Neither was it a tight contest decided by narrow margins, as the England coach claimed bravely in the aftermath. Long before England's late surge the match had been secured, Ireland's aerial supremacy and breakdown ferocity overwhelming a team that had won four on the bounce against the men in green.
This was hardly tales of the unexpected. For all the modern alchemy of coach Joe Schmidt, it was an assault familiar from the history books: sleet in the sky, a hail of high balls; out of the traps like rodeo bulls, into the tackle with eyes on stalks.
England lost two line-outs deep in Irish territory when just 6-3 down. They also had a late try ruled out for a marginal forward pass.
Equally it could have been worse. They started slowly, shipped 13 penalties and spilled the first three high kicks sent their way. Turnover followed turnover. Ireland had almost 70% of possession and territory in the first half.
England's most exciting moments came in exiting desperate defence: Jack Nowell's clearing run and kick in the first half, Alex Goode's weaving run from behind his own posts and Anthony Watson's similar burst from deep in his own 22 in the second period.
"I never thought I'd look up at the scoreboard to see 19-3," admitted Irish skipper Paul O'Connell afterwards.
Both captain and coach swerved all talk of Slams as the week began. Their own support will not.

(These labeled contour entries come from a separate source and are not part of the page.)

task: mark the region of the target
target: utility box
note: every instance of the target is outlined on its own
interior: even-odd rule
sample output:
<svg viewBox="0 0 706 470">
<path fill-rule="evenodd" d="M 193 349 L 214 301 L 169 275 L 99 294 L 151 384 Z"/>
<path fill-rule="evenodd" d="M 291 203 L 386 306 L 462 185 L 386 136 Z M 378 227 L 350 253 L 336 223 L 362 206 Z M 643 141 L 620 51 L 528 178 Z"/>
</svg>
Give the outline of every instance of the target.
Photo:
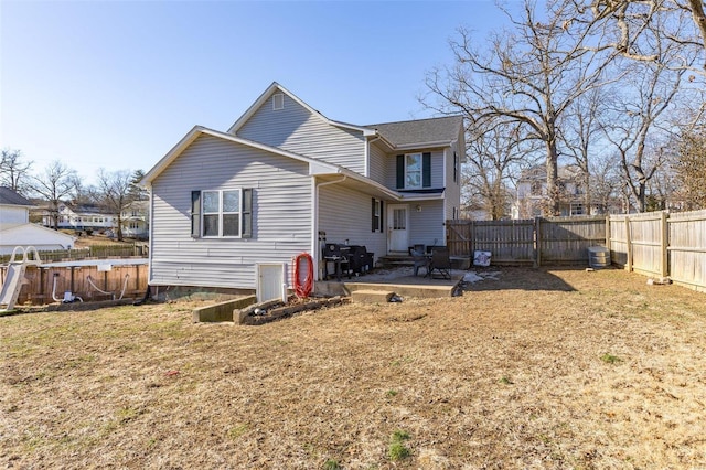
<svg viewBox="0 0 706 470">
<path fill-rule="evenodd" d="M 588 266 L 600 269 L 610 266 L 610 249 L 605 246 L 591 246 L 588 248 Z"/>
</svg>

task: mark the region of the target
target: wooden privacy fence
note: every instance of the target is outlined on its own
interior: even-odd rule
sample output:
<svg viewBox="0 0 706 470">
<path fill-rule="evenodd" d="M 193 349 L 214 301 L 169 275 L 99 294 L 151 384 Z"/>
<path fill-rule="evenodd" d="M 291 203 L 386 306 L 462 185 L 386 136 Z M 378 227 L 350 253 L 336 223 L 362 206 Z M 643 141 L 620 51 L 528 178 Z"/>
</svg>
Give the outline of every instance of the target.
<svg viewBox="0 0 706 470">
<path fill-rule="evenodd" d="M 610 248 L 611 263 L 645 276 L 670 277 L 706 291 L 706 210 L 554 217 L 447 221 L 452 256 L 491 252 L 495 265 L 588 264 L 588 248 Z"/>
<path fill-rule="evenodd" d="M 89 258 L 120 258 L 129 256 L 147 257 L 149 254 L 146 243 L 132 245 L 92 245 L 85 248 L 41 250 L 42 261 L 65 261 Z M 0 263 L 8 263 L 10 255 L 0 256 Z"/>
<path fill-rule="evenodd" d="M 613 264 L 706 290 L 706 210 L 611 215 Z"/>
<path fill-rule="evenodd" d="M 588 264 L 588 248 L 606 245 L 606 217 L 447 221 L 452 256 L 491 252 L 495 265 Z"/>
<path fill-rule="evenodd" d="M 0 267 L 0 285 L 6 280 L 7 269 L 7 266 Z M 100 270 L 95 265 L 28 266 L 24 273 L 26 284 L 20 290 L 17 305 L 52 303 L 54 298 L 61 301 L 65 291 L 84 301 L 114 300 L 121 295 L 124 299 L 140 298 L 147 291 L 147 270 L 148 265 L 145 264 L 114 265 L 110 270 Z"/>
</svg>

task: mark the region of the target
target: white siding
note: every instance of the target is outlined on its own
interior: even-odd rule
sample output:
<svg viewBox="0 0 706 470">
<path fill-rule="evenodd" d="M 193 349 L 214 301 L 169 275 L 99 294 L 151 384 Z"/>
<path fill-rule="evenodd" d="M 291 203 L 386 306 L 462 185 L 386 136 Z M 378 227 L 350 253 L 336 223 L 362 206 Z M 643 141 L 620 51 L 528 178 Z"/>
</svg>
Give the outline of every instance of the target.
<svg viewBox="0 0 706 470">
<path fill-rule="evenodd" d="M 375 254 L 375 259 L 386 254 L 385 232 L 372 232 L 373 196 L 342 184 L 319 189 L 319 231 L 327 233 L 327 242 L 365 245 Z M 383 212 L 387 201 L 383 202 Z M 386 214 L 383 215 L 385 217 Z M 387 221 L 383 220 L 385 224 Z"/>
<path fill-rule="evenodd" d="M 253 238 L 191 237 L 191 192 L 253 188 Z M 311 249 L 311 178 L 303 162 L 196 139 L 152 183 L 151 285 L 254 289 L 256 263 Z"/>
<path fill-rule="evenodd" d="M 421 211 L 417 212 L 417 205 Z M 443 201 L 409 203 L 409 245 L 446 245 Z"/>
<path fill-rule="evenodd" d="M 394 171 L 395 168 L 393 165 L 393 185 L 391 186 L 388 184 L 389 179 L 388 173 L 389 173 L 389 165 L 388 165 L 388 160 L 395 160 L 394 157 L 388 157 L 383 150 L 381 150 L 377 146 L 375 146 L 374 143 L 372 143 L 371 146 L 371 164 L 370 164 L 370 172 L 368 172 L 368 178 L 373 181 L 376 181 L 381 184 L 385 184 L 387 188 L 391 189 L 395 189 L 395 180 L 394 180 Z"/>
<path fill-rule="evenodd" d="M 365 171 L 365 140 L 361 131 L 331 126 L 287 95 L 284 109 L 274 110 L 271 99 L 265 100 L 237 136 L 340 164 L 360 174 Z"/>
</svg>

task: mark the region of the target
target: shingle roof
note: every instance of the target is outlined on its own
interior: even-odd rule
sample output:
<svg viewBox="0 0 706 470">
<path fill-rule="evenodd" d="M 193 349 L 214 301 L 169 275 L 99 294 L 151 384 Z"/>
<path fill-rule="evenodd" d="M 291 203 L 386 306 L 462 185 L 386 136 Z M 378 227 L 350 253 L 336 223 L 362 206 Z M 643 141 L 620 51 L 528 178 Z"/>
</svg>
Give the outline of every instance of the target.
<svg viewBox="0 0 706 470">
<path fill-rule="evenodd" d="M 365 126 L 377 131 L 388 141 L 397 146 L 452 141 L 459 137 L 462 116 L 447 116 L 399 122 L 382 122 Z"/>
<path fill-rule="evenodd" d="M 34 205 L 8 186 L 0 186 L 0 204 L 6 205 Z"/>
</svg>

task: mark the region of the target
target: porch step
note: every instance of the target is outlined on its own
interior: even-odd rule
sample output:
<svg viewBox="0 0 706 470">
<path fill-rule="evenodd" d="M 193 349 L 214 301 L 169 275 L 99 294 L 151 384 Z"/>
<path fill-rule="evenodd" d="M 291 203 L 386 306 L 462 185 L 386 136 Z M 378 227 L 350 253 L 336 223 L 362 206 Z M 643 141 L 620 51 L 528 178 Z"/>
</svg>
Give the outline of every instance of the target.
<svg viewBox="0 0 706 470">
<path fill-rule="evenodd" d="M 415 260 L 411 256 L 381 256 L 377 258 L 381 267 L 389 269 L 399 266 L 414 266 Z"/>
<path fill-rule="evenodd" d="M 362 303 L 385 303 L 395 295 L 391 290 L 360 289 L 351 292 L 351 300 Z"/>
</svg>

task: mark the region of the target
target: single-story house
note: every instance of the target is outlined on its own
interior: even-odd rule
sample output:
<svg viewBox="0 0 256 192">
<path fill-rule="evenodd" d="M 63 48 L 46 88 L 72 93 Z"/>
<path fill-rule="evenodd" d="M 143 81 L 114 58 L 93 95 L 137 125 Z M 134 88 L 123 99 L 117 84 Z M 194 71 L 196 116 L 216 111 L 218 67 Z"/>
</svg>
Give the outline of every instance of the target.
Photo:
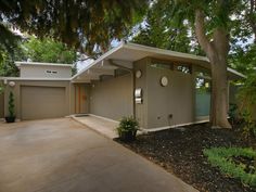
<svg viewBox="0 0 256 192">
<path fill-rule="evenodd" d="M 207 57 L 123 42 L 72 77 L 71 65 L 16 62 L 21 77 L 2 77 L 0 117 L 10 90 L 21 120 L 92 114 L 118 120 L 135 116 L 144 129 L 207 120 L 210 64 Z M 243 78 L 228 68 L 229 80 Z M 233 102 L 233 87 L 229 100 Z M 4 106 L 4 107 L 3 107 Z"/>
</svg>

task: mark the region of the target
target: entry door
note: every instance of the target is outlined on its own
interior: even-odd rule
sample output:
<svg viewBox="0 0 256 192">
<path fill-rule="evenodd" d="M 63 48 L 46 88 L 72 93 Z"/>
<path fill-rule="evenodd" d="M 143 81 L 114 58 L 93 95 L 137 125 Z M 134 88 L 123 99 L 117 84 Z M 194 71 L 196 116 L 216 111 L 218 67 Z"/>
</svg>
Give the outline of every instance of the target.
<svg viewBox="0 0 256 192">
<path fill-rule="evenodd" d="M 89 113 L 88 89 L 85 85 L 75 85 L 75 113 Z"/>
</svg>

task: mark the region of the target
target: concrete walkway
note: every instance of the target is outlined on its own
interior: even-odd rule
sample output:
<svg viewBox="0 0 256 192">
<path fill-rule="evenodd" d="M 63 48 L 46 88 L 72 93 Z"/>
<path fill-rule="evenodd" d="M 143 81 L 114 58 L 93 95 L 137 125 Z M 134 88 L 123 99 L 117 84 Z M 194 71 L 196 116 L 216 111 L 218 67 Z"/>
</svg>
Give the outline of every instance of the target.
<svg viewBox="0 0 256 192">
<path fill-rule="evenodd" d="M 118 121 L 103 119 L 92 115 L 72 116 L 72 118 L 105 136 L 106 138 L 114 139 L 118 137 L 116 132 Z"/>
<path fill-rule="evenodd" d="M 195 191 L 71 118 L 0 123 L 0 192 Z"/>
</svg>

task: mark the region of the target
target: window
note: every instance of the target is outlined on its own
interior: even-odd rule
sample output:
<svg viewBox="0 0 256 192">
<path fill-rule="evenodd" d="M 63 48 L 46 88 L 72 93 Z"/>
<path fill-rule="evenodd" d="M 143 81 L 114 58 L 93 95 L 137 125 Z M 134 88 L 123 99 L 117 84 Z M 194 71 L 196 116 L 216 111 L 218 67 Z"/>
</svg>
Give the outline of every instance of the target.
<svg viewBox="0 0 256 192">
<path fill-rule="evenodd" d="M 191 67 L 188 66 L 188 65 L 177 65 L 177 66 L 175 67 L 175 69 L 178 71 L 178 72 L 182 72 L 182 73 L 184 73 L 184 74 L 191 74 L 191 73 L 192 73 L 192 72 L 191 72 Z"/>
<path fill-rule="evenodd" d="M 162 68 L 162 69 L 172 69 L 172 64 L 154 62 L 151 64 L 151 67 Z"/>
</svg>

Ireland have not won the title outright in successive years since 1948 and 1949. That will now feel like the minimum reward for a team that makes the very best of its individual talents and collective strengths.
Once the Six Nations is done and spring is here, thoughts will turn to the autumn's World Cup, and hopes will bloom again.
What is enough? When will it happen? Ireland have never been in better shape to make it past the quarter-finals for the first time. For England, despite the slipping away of another Slam, anything less than a semi-final place will be considered failure. Expectations, expectations.